The Value Proposition

Immersive games offer users a clear value proposition, which is the fun of playing. Games are strategically designed to not only motivate players through the initial learning curve, but to encourage them throughout the entire course of weeks or months of gameplay. Game designers achieve this by balancing challenges and reward to keep players interested in (some say addicted to) progressing through a game. If it’s too hard, users give up. If it’s too easy, they lose interest.

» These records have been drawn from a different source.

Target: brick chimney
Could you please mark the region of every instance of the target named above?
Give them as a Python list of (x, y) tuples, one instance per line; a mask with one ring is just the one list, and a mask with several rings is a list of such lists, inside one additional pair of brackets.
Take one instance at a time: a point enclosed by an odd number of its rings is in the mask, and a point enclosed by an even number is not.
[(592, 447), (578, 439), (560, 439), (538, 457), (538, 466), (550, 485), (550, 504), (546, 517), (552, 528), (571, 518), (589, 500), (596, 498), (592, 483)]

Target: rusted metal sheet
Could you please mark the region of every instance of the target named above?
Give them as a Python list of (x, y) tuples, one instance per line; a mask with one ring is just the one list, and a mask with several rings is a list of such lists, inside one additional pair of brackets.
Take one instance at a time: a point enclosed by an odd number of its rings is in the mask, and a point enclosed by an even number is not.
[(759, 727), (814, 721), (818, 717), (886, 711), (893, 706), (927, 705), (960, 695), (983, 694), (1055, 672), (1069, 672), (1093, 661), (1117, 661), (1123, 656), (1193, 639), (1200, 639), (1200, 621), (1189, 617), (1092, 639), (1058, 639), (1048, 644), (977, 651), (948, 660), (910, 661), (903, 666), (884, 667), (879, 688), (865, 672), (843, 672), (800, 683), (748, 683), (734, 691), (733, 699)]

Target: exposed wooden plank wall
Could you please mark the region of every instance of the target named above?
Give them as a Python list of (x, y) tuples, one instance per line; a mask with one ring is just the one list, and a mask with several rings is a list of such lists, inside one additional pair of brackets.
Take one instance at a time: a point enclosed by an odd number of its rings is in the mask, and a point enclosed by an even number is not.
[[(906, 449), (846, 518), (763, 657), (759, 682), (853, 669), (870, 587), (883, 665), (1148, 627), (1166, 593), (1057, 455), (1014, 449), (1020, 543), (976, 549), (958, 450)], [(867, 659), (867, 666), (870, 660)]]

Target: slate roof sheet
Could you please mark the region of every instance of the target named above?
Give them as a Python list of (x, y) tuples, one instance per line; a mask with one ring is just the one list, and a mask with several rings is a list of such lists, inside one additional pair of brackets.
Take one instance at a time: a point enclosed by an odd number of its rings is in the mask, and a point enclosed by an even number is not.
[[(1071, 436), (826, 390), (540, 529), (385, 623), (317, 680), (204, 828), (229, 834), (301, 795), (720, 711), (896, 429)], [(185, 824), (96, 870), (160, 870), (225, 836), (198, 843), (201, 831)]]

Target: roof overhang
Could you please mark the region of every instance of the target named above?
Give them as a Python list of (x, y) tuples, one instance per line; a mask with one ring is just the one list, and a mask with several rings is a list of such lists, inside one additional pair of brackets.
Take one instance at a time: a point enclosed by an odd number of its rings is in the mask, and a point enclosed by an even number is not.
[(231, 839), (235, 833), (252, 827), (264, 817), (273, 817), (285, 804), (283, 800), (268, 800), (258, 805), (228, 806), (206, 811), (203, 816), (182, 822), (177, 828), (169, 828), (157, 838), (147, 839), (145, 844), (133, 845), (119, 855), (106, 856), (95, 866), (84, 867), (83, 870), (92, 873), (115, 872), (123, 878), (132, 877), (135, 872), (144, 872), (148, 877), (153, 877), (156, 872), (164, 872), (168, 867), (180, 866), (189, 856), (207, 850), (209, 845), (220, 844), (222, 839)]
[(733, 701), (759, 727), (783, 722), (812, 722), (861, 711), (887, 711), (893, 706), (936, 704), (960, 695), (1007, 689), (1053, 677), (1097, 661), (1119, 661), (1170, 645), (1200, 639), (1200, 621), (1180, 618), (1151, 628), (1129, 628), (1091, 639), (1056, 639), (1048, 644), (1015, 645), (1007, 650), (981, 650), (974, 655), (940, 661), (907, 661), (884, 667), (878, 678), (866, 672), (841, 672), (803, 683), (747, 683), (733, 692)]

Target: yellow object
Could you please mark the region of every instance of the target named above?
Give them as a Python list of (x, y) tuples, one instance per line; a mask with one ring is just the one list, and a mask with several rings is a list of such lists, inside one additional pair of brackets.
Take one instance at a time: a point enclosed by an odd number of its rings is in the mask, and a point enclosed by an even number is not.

Second Life is not a game. When a new user enters Second Life there are no game mechanics that provide the staged series of challenges, achievements and rewards delivered by games. The user receives practically no direction or support. They must not only learn out how to use a dense and complicated interface, but also figure out what to do, where to go and why to keep coming back. The reason to learn a game is obvious for those who enjoy them. The reason for a newcomer to go through the learning curve and keep coming back to Second Life is much more nebulous.

1 comment:

Burhop said...

To me, immersion is the key value of virtual worlds. It just seems everything else (social interaction, 3D creating, profit making, coding, feeling of achievement, games ,sex, and so on) you can get better from other software (or RL).

Rather than the continuous claim of the software being too hard to use, I wonder if the focus should be on the value proposition of virtual worlds. Its not being able to walk... its being able to (for me) become immersed.

Mark (still more gamer than virtual world user, so what do I know?)